On 14.08.24 16:39, Peter Eisentraut wrote:
On 14.08.24 14:36, Thomas Munro wrote:
On Wed, Aug 14, 2024 at 7:04 PM Peter Eisentraut
<pe...@eisentraut.org> wrote:
Attached is a patch to implement this. It seems to work, but of course
it's kind of hard to tell whether it actually does anything useful.
Header order problem: pg_config_os.h defines __darwin__, but
pg_config_manual.h is included first, and tests __darwin__. I hacked
my way around that, and then made a table of 40,000,000 integers in a
2GB buffer pool. I used "select count(pg_buffercache_evict(buffered))
from pg_buffer_cache", and "sudo purge", to clear the two layers of
cache for each test, and then measured:
maintenance_io_concurrency=0, ANALYZE: 2311ms
maintenance_io_concurrency=10, ANALYZE: 652ms
maintenance_io_concurrency=25, ANALYZE: 389ms
It works!
Cool! I'll work on a more polished patch.
Here it is.
Some interesting questions:
What to do about the order of the symbols and include files. I threw
something into src/include/port/darwin.h, but I'm not sure if that's
good. Alternatively, we could not use __darwin__ but instead the more
standard and predefined defined(__APPLE__) && defined(__MACH__).
How to document it. The current documentation makes references mainly
to the availability of posix_fadvise(). That seems quite low-level.
How could a user of a prepared package even find out about that? Should
we just say "requires OS support" (kind of like I did here) and you can
query the effective state by looking at the *_io_concurrency settings?
Or do we need a read-only parameter that shows whether prefetch support
exists (kind of along the lines of huge pages)?
Btw., for context, here is what I gather the prefetch support (with this
patch) is:
cygwin posix_fadvise
darwin fcntl
freebsd posix_fadvise
linux posix_fadvise
netbsd posix_fadvise
openbsd no
solaris fake
win32 no
(There is also the possibility that we provide an implementation of
posix_fadvise() for macOS that wraps the platform-specific code in this
patch. And then Apple could just take that. ;-) )

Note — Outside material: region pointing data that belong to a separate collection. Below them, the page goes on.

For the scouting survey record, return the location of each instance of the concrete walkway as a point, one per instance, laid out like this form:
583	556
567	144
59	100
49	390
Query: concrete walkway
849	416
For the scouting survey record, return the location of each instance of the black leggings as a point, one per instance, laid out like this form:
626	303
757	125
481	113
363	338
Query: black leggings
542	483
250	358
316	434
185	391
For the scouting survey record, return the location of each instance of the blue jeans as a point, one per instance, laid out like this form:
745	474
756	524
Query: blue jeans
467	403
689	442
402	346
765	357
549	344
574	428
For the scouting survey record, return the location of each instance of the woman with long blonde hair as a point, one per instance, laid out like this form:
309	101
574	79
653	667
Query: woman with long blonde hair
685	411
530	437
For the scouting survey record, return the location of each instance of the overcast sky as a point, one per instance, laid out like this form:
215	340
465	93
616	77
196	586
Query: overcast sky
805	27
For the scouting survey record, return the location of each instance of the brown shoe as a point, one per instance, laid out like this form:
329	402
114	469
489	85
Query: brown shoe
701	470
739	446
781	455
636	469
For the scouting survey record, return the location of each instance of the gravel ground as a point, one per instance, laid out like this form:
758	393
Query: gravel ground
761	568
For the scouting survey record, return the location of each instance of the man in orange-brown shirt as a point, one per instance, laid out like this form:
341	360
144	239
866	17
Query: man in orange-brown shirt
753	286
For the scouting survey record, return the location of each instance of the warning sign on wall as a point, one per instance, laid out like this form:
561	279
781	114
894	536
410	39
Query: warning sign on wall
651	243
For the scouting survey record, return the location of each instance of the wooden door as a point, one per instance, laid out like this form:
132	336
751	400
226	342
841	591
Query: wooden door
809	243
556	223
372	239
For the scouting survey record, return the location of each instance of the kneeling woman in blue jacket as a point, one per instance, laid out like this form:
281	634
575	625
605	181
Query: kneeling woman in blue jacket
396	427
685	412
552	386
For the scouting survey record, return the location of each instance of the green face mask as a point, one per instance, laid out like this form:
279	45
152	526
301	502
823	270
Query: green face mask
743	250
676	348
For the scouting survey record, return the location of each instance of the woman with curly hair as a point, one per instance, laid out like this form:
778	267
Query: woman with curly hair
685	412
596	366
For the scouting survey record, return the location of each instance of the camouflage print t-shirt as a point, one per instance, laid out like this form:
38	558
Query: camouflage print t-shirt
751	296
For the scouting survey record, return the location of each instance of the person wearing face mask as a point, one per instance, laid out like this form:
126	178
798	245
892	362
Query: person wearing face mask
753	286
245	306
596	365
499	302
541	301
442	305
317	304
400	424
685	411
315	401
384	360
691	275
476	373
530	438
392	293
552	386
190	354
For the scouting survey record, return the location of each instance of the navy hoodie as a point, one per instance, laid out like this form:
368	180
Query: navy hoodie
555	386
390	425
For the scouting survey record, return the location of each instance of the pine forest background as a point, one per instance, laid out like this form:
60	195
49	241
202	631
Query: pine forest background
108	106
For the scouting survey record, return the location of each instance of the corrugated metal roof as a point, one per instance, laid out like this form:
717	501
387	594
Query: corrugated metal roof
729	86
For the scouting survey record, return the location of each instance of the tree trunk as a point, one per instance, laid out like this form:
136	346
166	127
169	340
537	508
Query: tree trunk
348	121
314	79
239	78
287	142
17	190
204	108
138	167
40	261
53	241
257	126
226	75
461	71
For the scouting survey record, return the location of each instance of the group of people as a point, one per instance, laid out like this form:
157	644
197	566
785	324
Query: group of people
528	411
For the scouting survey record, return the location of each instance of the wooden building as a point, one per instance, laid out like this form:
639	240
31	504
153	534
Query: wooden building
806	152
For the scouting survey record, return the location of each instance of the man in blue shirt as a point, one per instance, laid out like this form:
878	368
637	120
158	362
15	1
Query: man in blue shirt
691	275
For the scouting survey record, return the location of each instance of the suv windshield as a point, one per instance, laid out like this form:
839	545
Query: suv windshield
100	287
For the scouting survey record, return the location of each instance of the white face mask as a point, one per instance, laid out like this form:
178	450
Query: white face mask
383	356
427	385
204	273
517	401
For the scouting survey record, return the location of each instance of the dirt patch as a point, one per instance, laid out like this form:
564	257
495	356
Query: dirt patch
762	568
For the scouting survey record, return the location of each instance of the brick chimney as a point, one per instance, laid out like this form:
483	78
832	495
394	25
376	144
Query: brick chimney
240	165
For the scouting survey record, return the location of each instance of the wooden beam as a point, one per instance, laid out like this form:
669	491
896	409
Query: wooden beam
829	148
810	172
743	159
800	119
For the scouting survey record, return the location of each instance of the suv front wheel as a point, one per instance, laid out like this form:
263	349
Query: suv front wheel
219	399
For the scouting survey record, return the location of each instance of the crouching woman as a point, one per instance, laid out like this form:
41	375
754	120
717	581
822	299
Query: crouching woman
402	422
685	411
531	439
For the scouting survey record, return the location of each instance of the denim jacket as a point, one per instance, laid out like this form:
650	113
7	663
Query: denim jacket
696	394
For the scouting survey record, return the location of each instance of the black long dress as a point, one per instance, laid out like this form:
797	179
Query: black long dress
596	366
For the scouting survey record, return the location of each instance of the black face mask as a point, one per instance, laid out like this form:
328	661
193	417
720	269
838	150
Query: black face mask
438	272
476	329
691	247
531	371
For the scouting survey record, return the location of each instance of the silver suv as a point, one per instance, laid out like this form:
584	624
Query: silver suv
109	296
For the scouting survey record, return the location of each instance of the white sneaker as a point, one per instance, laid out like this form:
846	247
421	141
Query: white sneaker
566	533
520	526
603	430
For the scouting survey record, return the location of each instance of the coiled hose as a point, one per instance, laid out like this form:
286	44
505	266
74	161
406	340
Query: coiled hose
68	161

From d318c4108b9e05a4828f6e7f71af34c3ca89b3ed Mon Sep 17 00:00:00 2001
From: Peter Eisentraut <pe...@eisentraut.org>
Date: Fri, 16 Aug 2024 20:15:43 +0200
Subject: [PATCH v2] Add prefetching support on macOS
macOS doesn't have posix_fadvise(), but fcntl() with the F_RDADVISE
command does the same thing.
Discussion:
https://www.postgresql.org/message-id/flat/0827edec-1317-4917-a186-035eb1e3241d%40eisentraut.org
---
doc/src/sgml/config.sgml | 14 +++-----
doc/src/sgml/wal.sgml | 4 +--
src/backend/commands/variable.c | 4 +--
src/backend/storage/file/fd.c | 59 ++++++++++++++++++++++-----------
src/include/pg_config_manual.h | 7 ++--
src/include/port/darwin.h | 5 +++
6 files changed, 57 insertions(+), 36 deletions(-)

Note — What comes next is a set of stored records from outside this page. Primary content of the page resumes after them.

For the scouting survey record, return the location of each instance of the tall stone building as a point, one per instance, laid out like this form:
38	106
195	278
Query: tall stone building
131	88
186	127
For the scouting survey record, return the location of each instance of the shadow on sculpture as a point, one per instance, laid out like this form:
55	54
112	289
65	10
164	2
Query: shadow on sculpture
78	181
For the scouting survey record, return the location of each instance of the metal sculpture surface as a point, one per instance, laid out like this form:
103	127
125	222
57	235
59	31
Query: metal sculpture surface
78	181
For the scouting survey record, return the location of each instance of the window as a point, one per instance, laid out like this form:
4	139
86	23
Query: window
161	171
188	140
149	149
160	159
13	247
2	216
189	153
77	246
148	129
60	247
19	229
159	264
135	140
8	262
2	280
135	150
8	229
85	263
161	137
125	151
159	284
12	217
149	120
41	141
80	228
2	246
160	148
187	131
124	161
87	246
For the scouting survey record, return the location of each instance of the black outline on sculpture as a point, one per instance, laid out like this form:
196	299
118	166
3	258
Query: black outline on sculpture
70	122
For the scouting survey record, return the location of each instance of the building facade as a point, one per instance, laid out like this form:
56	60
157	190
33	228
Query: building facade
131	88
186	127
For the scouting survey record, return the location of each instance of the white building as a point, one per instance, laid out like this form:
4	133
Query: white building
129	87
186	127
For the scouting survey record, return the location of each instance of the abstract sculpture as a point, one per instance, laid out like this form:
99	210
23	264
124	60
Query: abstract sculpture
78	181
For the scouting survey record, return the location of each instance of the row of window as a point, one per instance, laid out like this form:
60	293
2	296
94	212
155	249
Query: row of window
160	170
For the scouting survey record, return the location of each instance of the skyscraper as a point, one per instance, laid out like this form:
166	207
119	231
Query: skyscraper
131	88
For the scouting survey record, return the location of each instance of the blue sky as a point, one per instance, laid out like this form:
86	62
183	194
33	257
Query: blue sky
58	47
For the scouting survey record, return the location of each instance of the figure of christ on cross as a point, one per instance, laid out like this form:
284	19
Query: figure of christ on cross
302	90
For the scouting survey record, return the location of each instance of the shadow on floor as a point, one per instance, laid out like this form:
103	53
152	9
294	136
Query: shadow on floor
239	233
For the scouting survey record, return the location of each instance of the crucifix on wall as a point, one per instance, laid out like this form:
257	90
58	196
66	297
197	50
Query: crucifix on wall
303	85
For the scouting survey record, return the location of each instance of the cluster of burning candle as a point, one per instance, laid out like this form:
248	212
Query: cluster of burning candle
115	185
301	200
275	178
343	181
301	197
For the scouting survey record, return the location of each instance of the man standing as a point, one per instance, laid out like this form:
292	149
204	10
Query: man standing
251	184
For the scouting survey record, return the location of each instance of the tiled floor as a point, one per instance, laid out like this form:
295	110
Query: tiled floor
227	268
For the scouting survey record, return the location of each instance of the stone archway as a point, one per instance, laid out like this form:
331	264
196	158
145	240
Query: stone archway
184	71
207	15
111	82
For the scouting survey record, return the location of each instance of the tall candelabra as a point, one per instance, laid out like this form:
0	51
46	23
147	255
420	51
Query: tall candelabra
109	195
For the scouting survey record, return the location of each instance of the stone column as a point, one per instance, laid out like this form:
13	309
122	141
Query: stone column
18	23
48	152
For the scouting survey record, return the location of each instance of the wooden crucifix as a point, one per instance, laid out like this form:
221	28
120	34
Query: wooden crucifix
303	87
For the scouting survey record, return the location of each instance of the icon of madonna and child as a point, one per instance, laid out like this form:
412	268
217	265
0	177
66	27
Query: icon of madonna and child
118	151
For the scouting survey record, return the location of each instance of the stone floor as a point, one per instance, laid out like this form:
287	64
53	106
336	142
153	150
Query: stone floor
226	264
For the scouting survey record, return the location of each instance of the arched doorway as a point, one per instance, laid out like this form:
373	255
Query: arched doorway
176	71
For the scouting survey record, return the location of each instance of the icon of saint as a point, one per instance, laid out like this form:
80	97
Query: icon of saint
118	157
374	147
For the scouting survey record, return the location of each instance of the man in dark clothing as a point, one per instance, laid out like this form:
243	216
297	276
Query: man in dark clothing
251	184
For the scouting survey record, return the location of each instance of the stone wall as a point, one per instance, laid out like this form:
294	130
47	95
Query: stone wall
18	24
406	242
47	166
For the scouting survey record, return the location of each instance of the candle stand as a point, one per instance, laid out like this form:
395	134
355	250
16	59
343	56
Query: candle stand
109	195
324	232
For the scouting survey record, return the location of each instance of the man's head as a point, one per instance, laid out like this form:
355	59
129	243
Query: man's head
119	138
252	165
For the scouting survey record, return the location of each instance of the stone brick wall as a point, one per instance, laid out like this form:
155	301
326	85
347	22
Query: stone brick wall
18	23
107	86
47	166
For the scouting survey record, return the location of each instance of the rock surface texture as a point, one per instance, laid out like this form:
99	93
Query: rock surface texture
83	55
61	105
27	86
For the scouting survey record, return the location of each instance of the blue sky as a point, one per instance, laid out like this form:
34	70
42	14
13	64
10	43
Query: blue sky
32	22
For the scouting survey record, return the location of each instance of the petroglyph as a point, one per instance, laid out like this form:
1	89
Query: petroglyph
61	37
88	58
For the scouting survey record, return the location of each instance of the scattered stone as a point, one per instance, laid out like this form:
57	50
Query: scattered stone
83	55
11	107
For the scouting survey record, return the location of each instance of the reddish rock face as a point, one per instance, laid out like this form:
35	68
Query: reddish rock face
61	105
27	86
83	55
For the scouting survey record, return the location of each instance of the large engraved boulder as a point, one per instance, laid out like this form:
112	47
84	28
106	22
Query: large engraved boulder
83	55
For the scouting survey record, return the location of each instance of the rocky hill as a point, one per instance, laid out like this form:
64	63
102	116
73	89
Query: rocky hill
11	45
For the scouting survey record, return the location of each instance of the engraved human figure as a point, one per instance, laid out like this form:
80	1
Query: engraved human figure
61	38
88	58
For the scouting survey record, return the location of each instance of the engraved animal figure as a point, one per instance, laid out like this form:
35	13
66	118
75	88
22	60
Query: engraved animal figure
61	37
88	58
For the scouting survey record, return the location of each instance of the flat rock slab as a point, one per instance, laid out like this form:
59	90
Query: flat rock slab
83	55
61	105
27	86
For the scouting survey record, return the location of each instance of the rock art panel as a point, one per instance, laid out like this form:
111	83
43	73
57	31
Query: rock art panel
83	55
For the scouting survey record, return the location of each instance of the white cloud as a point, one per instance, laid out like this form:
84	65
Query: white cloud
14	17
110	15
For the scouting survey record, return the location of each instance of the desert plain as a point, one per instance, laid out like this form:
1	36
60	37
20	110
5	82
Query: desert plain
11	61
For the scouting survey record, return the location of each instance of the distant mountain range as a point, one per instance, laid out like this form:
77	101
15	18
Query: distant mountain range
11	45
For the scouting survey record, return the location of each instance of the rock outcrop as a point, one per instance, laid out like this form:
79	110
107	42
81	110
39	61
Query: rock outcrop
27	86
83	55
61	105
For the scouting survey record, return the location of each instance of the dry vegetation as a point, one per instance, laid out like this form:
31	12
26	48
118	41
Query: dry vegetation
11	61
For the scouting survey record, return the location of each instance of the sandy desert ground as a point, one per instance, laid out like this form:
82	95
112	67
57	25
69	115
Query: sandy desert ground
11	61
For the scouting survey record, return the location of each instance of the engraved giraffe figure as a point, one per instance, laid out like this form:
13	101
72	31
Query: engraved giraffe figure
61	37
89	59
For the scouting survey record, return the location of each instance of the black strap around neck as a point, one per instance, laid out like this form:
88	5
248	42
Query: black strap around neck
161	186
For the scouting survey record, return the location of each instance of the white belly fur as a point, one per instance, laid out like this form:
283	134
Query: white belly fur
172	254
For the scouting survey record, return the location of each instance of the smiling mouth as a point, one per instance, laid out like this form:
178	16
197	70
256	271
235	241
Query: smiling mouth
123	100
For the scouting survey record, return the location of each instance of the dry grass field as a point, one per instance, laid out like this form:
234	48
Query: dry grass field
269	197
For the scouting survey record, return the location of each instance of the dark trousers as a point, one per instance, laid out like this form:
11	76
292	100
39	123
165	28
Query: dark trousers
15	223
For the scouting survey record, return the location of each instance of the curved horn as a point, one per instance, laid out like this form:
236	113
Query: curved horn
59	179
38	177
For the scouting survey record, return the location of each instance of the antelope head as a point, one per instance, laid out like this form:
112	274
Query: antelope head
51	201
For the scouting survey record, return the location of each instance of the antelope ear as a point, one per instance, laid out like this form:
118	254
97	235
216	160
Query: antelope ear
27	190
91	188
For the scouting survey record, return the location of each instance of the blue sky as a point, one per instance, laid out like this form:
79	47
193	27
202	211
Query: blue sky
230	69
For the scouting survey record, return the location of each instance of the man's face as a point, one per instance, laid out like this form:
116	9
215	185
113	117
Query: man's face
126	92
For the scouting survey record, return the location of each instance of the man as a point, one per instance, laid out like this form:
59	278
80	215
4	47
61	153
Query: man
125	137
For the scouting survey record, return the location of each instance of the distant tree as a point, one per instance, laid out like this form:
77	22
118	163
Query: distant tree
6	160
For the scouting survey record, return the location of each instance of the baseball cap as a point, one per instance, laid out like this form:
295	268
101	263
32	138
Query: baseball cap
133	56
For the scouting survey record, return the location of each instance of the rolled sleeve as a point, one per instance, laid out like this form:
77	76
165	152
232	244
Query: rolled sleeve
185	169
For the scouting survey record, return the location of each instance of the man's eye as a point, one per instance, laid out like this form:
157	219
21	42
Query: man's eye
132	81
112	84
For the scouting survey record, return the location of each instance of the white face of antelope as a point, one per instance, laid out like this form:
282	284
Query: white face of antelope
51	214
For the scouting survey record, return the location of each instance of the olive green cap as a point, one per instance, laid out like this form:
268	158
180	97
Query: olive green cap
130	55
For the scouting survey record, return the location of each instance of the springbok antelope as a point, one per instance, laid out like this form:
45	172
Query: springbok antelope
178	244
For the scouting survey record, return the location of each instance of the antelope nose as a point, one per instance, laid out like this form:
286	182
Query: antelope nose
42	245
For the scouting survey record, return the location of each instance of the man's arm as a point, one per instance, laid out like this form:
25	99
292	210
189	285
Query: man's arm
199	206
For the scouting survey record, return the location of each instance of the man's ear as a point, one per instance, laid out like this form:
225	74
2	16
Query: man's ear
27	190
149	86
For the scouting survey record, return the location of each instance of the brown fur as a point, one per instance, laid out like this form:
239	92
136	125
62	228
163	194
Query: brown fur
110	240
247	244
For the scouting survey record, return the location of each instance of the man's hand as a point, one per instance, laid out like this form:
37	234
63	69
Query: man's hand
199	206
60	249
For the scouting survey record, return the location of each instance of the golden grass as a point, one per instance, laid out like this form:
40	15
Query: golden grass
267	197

diff --git a/doc/src/sgml/config.sgml b/doc/src/sgml/config.sgml
index 2937384b001..c6d2fa2148e 100644
--- a/doc/src/sgml/config.sgml
+++ b/doc/src/sgml/config.sgml
@@ -2679,11 +2679,10 @@ <title>Asynchronous Behavior</title>
</para>
<para>
- Asynchronous I/O depends on an effective
<function>posix_fadvise</function>
- function, which some operating systems lack. If the function is not
- present then setting this parameter to anything but zero will result
- in an error. On some operating systems (e.g., Solaris), the function
- is present but does not actually do anything.

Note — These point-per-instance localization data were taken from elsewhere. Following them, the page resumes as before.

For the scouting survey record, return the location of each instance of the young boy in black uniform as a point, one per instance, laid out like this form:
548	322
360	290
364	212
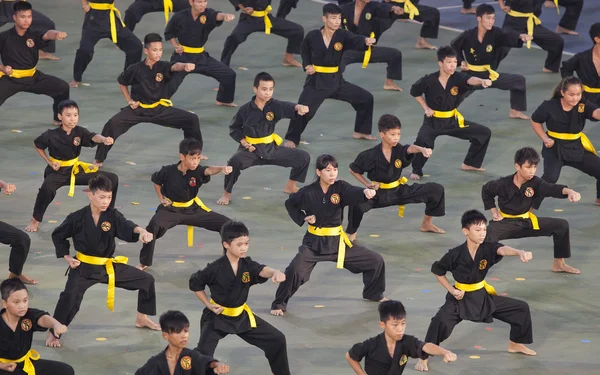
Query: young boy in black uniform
443	91
19	47
229	279
103	21
177	188
383	165
321	205
188	32
64	167
471	297
254	128
322	52
256	17
477	53
514	218
175	328
17	326
388	352
149	101
93	230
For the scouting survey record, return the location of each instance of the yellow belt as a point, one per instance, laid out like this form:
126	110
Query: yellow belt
482	68
21	73
531	19
334	231
199	202
392	185
585	141
265	140
113	23
473	287
28	367
528	215
449	114
110	270
265	14
75	163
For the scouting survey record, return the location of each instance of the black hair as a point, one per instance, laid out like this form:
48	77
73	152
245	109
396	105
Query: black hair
391	310
173	321
9	286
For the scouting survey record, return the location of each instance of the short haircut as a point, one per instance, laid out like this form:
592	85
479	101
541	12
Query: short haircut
388	122
9	286
472	217
527	154
173	322
391	310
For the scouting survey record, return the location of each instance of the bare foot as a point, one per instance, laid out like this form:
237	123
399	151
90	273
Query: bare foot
513	347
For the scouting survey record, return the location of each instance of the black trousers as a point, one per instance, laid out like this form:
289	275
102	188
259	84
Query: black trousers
358	259
166	218
391	56
54	180
169	117
265	337
247	25
19	243
208	66
478	135
40	84
430	193
360	99
85	276
293	158
521	228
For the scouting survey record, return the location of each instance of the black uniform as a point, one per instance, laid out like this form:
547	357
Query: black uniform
377	356
477	306
370	22
569	153
194	33
439	98
179	187
96	26
251	121
247	25
148	86
321	86
22	53
379	169
328	210
517	201
98	240
469	49
63	146
583	64
190	362
231	290
15	344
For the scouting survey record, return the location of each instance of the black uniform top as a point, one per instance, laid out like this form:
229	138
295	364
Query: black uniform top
468	47
255	123
516	201
194	363
439	98
314	52
148	84
477	306
91	239
190	32
328	209
557	120
228	290
377	356
15	344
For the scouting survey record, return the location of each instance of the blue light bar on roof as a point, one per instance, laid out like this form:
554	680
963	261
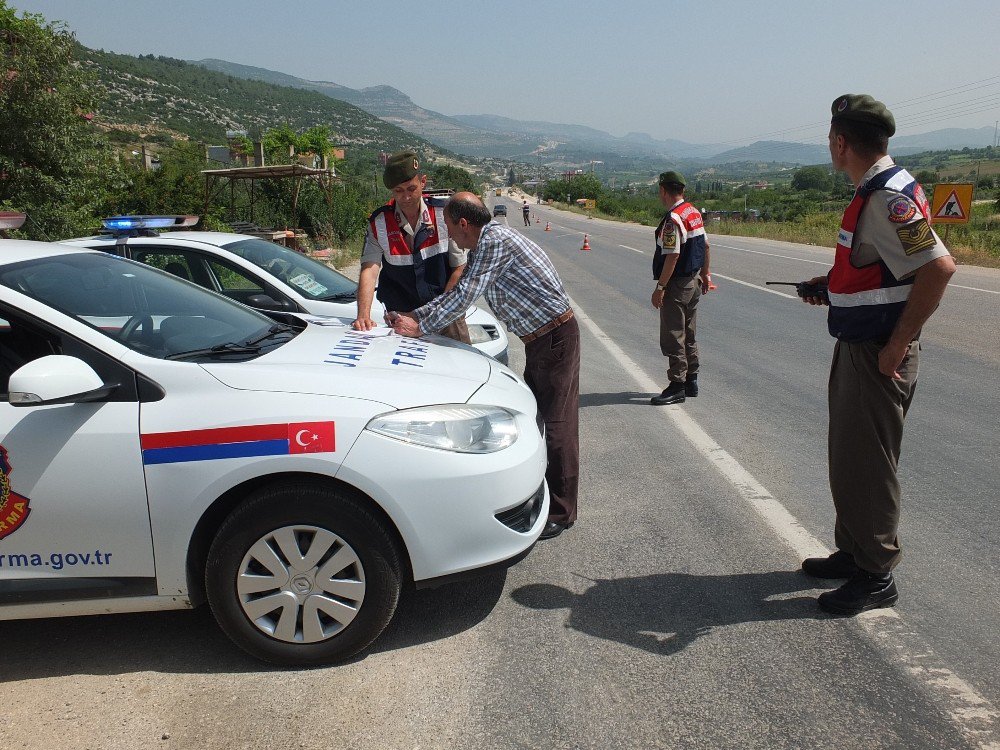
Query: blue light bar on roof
128	223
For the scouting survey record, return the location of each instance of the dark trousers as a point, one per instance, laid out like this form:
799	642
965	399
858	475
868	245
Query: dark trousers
678	325
867	410
552	372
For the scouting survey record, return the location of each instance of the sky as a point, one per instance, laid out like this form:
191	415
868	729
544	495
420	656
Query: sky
709	72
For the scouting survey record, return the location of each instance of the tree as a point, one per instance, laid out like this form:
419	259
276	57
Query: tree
812	178
55	164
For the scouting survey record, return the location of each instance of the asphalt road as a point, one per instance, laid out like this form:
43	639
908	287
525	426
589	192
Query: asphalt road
672	614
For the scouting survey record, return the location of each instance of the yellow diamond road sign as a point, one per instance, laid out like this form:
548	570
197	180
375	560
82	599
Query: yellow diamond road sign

+ Asynchronous I/O depends on an effective support by the operating
+ system, which some operating systems lack. If there is no operating
+ system support then setting this parameter to anything but zero will
+ result in an error.
</para>
<para>
@@ -3852,10 +3851,7 @@ <title>Recovery</title>
<literal>off</literal>, <literal>on</literal> and
<literal>try</literal> (the default). The setting
<literal>try</literal> enables
- prefetching only if the operating system provides the
- <function>posix_fadvise</function> function, which is currently used
- to implement prefetching. Note that some operating systems provide the
- function, but it doesn't do anything.
+ prefetching only if the operating system provides prefetching support.
</para>
<para>
Prefetching blocks that will soon be needed can reduce I/O wait times
diff --git a/doc/src/sgml/wal.sgml b/doc/src/sgml/wal.sgml
index d5df65bc693..72b73dbf113 100644
--- a/doc/src/sgml/wal.sgml
+++ b/doc/src/sgml/wal.sgml
@@ -841,8 +841,8 @@ <title><acronym>WAL</acronym> Configuration</title>
The <xref linkend="guc-maintenance-io-concurrency"/> and
<xref linkend="guc-wal-decode-buffer-size"/> settings limit prefetching
concurrency and distance, respectively. By default, it is set to
- <literal>try</literal>, which enables the feature on systems where
- <function>posix_fadvise</function> is available.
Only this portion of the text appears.